My high school graduation rate was somewhere around 50%, and when the guidance
counselors found out that I got a scholarship to the University of Tennessee,
they pretty much made a plaque to commemorate the success and then moved on to
the other kids.

It's a problem I'd like to work on in the next couple of years.

However, while I'm opining, I might add that I could be the exception that
proves the rule.

All three of my cofounders were Ivy educated, and a heavy proportion of our
early investors and advisors were either connections from their social network
or people who they met at the various Ivy networking functions.

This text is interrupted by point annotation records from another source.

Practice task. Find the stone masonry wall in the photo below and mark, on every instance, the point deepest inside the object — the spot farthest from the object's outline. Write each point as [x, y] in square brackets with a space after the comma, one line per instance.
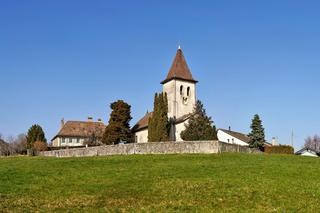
[149, 148]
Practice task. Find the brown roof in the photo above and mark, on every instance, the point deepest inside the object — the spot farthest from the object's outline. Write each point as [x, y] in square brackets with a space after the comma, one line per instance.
[81, 129]
[143, 122]
[179, 69]
[238, 135]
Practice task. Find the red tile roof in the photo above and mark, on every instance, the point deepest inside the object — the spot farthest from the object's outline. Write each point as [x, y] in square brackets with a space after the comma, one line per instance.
[179, 69]
[81, 129]
[239, 135]
[143, 122]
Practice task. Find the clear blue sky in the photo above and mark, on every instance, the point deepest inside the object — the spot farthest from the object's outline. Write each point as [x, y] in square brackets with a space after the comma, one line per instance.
[71, 59]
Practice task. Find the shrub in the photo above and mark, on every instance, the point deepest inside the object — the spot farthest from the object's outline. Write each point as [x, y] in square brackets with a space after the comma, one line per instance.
[40, 146]
[281, 149]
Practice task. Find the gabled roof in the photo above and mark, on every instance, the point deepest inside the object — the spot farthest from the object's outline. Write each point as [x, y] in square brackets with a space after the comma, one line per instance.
[237, 135]
[179, 69]
[81, 129]
[143, 122]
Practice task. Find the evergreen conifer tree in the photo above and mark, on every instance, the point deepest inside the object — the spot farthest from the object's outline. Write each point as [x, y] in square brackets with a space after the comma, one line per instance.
[35, 133]
[257, 137]
[199, 126]
[118, 128]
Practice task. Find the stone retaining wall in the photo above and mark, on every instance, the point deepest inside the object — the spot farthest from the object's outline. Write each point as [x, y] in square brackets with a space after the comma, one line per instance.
[149, 148]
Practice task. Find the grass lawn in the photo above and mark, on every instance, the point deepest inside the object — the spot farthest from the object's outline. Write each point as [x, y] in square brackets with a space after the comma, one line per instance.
[203, 183]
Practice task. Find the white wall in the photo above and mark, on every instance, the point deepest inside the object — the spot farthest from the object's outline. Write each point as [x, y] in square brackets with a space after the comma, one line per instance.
[224, 137]
[179, 105]
[65, 141]
[179, 128]
[141, 136]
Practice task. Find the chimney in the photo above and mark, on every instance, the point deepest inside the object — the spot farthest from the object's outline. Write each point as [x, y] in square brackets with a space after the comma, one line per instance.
[62, 123]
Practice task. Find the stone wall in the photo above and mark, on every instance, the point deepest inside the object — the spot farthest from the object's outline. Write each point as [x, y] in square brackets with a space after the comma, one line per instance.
[149, 148]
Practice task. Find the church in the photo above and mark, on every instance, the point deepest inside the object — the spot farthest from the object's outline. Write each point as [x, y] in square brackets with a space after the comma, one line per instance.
[180, 87]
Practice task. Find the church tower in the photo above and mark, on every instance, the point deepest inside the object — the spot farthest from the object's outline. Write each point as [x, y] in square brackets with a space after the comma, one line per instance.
[180, 88]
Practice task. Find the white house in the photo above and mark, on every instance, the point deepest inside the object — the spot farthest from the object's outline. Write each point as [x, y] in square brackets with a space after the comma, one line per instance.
[233, 137]
[180, 87]
[307, 152]
[75, 133]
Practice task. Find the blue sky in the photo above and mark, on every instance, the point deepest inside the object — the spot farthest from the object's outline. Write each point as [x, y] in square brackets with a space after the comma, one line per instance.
[71, 59]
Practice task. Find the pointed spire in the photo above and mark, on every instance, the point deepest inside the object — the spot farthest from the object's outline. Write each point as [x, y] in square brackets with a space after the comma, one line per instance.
[179, 69]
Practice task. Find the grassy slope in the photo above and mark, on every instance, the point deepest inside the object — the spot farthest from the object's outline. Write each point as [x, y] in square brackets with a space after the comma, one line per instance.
[227, 182]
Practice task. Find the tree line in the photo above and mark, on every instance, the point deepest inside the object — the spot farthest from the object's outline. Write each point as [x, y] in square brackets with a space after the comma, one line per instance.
[200, 126]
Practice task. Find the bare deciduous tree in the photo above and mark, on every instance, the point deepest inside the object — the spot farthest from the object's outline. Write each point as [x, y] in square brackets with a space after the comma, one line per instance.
[313, 143]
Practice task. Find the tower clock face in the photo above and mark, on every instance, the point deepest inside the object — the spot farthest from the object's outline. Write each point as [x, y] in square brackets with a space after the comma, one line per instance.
[185, 100]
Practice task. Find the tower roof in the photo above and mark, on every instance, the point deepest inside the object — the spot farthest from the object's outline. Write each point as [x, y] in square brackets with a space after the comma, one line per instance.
[179, 69]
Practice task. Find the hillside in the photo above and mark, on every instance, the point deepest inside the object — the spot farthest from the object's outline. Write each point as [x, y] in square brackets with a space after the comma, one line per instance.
[228, 182]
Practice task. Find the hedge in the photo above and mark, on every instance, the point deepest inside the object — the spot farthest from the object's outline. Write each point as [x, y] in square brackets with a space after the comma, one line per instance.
[281, 149]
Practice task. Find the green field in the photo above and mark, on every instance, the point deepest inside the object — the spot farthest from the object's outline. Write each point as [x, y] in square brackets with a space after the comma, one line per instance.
[203, 183]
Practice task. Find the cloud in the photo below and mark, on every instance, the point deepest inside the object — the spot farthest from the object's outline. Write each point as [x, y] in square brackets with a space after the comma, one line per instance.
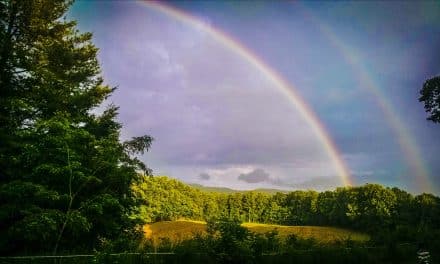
[204, 176]
[255, 176]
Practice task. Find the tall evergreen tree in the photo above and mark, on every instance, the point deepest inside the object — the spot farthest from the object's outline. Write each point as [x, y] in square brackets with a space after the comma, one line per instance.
[65, 176]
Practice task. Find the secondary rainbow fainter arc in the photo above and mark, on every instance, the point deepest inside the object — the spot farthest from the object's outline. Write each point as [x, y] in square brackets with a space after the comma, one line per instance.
[406, 142]
[282, 85]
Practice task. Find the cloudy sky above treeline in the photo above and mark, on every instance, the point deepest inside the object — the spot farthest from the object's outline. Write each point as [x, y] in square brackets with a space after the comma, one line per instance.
[218, 121]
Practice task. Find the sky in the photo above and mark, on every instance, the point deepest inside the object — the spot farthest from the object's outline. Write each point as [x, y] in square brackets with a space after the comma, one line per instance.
[274, 94]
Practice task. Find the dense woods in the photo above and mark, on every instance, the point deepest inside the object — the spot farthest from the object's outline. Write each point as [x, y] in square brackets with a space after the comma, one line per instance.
[69, 185]
[371, 208]
[65, 176]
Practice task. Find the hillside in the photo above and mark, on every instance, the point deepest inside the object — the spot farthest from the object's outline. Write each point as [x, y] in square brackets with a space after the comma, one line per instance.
[177, 231]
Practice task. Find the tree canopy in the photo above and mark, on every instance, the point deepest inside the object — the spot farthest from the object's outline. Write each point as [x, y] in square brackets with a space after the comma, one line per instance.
[430, 96]
[65, 176]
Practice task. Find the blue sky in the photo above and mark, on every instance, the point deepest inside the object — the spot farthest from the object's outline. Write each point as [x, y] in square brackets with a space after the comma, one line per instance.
[217, 121]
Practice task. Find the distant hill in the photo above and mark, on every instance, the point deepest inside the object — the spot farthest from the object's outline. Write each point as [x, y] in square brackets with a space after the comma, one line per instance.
[229, 191]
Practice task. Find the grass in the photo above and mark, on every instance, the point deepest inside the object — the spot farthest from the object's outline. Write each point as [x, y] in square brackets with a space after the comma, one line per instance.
[323, 234]
[176, 231]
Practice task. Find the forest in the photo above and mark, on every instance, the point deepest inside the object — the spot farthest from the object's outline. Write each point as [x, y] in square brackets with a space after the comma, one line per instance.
[69, 185]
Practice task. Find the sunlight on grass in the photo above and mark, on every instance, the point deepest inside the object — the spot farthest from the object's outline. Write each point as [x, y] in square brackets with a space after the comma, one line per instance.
[176, 231]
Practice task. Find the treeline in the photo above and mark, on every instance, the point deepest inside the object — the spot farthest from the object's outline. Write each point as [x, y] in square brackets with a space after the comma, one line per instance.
[371, 208]
[65, 176]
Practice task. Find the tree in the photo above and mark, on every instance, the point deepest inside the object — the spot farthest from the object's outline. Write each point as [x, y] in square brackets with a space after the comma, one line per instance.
[430, 95]
[66, 177]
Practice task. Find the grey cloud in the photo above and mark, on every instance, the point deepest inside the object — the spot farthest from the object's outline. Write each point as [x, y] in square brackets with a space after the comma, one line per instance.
[204, 176]
[255, 176]
[317, 183]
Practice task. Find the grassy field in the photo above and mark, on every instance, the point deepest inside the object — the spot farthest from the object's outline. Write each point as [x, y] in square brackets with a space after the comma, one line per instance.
[181, 230]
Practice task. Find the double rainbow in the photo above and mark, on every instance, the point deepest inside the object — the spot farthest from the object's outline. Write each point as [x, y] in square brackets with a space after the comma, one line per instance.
[408, 146]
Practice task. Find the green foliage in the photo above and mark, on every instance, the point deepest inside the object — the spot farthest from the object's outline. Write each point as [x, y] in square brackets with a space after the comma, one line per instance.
[65, 177]
[389, 215]
[430, 96]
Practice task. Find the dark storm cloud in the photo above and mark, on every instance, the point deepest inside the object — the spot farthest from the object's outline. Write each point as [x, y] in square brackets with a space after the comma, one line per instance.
[255, 176]
[204, 176]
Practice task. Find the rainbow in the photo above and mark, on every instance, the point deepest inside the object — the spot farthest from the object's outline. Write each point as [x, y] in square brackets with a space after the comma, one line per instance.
[282, 85]
[405, 140]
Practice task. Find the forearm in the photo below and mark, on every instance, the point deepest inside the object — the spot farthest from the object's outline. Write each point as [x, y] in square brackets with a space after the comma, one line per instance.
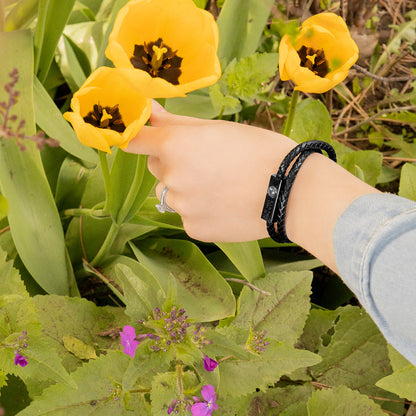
[320, 194]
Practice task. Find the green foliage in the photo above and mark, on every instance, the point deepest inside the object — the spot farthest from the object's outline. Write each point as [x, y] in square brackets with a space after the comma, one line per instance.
[312, 122]
[341, 401]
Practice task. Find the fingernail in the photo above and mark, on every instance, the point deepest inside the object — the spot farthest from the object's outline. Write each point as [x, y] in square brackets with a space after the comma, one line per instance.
[156, 107]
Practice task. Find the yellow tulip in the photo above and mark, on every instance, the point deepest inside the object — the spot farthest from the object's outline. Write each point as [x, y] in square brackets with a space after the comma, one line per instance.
[107, 110]
[320, 56]
[164, 47]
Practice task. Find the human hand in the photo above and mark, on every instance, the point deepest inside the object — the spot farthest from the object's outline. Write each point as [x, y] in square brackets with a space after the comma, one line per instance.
[217, 172]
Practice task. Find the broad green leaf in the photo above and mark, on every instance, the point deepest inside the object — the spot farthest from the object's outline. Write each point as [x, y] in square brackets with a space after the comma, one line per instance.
[142, 292]
[52, 17]
[94, 326]
[341, 401]
[401, 382]
[98, 390]
[130, 182]
[50, 120]
[284, 312]
[241, 24]
[356, 355]
[275, 400]
[71, 184]
[165, 390]
[365, 163]
[199, 104]
[261, 371]
[311, 122]
[78, 348]
[33, 217]
[245, 78]
[407, 188]
[145, 364]
[246, 257]
[201, 290]
[22, 13]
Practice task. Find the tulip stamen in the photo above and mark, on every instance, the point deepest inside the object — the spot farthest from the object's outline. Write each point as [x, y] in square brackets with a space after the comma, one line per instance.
[158, 60]
[106, 118]
[314, 60]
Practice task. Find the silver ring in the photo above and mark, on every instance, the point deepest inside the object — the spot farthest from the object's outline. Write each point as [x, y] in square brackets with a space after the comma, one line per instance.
[163, 207]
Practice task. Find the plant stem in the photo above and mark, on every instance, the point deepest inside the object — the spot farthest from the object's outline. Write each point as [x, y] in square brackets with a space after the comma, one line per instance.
[132, 194]
[108, 242]
[291, 115]
[179, 379]
[106, 175]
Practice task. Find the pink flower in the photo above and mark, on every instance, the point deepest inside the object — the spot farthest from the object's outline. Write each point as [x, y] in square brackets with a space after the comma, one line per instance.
[20, 360]
[210, 364]
[128, 340]
[205, 408]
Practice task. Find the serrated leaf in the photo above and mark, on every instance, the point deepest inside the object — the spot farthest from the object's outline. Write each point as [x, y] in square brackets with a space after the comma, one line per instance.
[365, 164]
[342, 401]
[61, 316]
[201, 290]
[356, 355]
[283, 314]
[401, 382]
[407, 187]
[311, 122]
[260, 371]
[165, 390]
[78, 348]
[97, 390]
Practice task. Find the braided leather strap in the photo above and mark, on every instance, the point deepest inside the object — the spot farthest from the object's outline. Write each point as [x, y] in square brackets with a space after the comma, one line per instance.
[275, 204]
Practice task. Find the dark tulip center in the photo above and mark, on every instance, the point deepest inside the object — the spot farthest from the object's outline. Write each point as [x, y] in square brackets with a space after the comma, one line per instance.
[158, 60]
[314, 60]
[106, 118]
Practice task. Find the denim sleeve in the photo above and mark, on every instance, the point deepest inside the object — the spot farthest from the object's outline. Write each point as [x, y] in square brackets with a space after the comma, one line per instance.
[375, 251]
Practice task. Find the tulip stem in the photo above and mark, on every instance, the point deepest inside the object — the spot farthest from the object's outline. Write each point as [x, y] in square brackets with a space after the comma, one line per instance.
[291, 115]
[106, 175]
[106, 246]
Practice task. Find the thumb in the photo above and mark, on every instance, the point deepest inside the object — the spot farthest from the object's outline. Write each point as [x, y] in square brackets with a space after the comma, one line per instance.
[160, 117]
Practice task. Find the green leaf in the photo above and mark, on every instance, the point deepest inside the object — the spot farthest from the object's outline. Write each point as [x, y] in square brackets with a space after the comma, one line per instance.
[245, 78]
[94, 326]
[341, 401]
[283, 314]
[201, 290]
[130, 182]
[246, 257]
[79, 348]
[311, 122]
[33, 216]
[261, 371]
[165, 390]
[142, 292]
[52, 17]
[365, 164]
[407, 187]
[98, 390]
[356, 355]
[401, 382]
[69, 64]
[241, 24]
[50, 120]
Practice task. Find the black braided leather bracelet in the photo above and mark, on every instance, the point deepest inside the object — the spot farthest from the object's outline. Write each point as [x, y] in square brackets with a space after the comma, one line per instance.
[275, 204]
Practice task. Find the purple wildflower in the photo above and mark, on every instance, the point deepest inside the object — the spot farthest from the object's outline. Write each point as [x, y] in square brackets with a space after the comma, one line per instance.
[128, 340]
[205, 408]
[20, 360]
[210, 364]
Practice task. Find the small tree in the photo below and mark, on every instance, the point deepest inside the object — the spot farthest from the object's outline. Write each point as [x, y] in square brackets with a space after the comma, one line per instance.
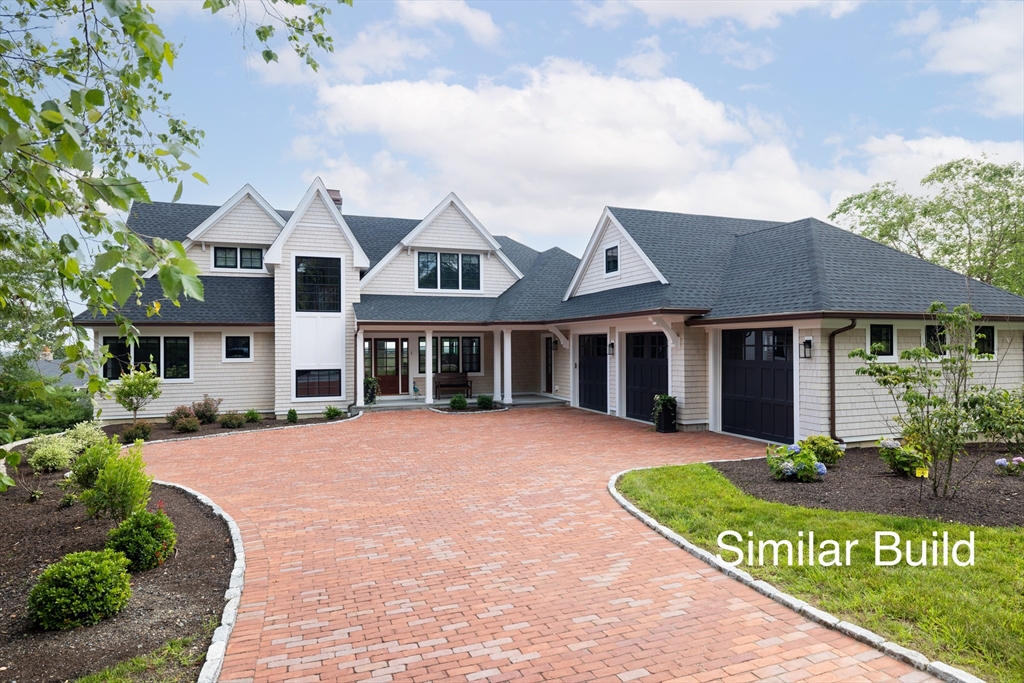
[137, 389]
[936, 402]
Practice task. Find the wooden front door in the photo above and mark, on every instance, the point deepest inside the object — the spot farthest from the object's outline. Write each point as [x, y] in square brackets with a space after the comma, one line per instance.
[386, 365]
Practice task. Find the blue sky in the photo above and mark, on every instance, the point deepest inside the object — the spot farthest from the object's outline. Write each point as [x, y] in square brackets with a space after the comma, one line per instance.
[540, 114]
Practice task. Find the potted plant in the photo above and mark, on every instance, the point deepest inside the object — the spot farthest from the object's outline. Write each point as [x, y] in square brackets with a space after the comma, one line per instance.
[664, 415]
[371, 385]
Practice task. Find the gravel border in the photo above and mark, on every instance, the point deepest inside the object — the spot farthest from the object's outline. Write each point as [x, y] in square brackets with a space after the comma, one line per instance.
[912, 657]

I'm really not sure what to say about it. It's just how the world works.
People like to help people that they know, and when you go to an Ivy League
school it just so happens that the people you share a dorm room with are going
to be in a much better position to help you than my freshman year roommates at
UT.

The UT alumni Association, bless their hearts, can't seem to see any purpose
for contacting alumni except for donations and to organize football watching
parties.

My most successful friends from back home are lawyers, doctors, and small
business owners. My cofounders' most successful friends from back home are
venture capitalists, Stanford professors, and finance types.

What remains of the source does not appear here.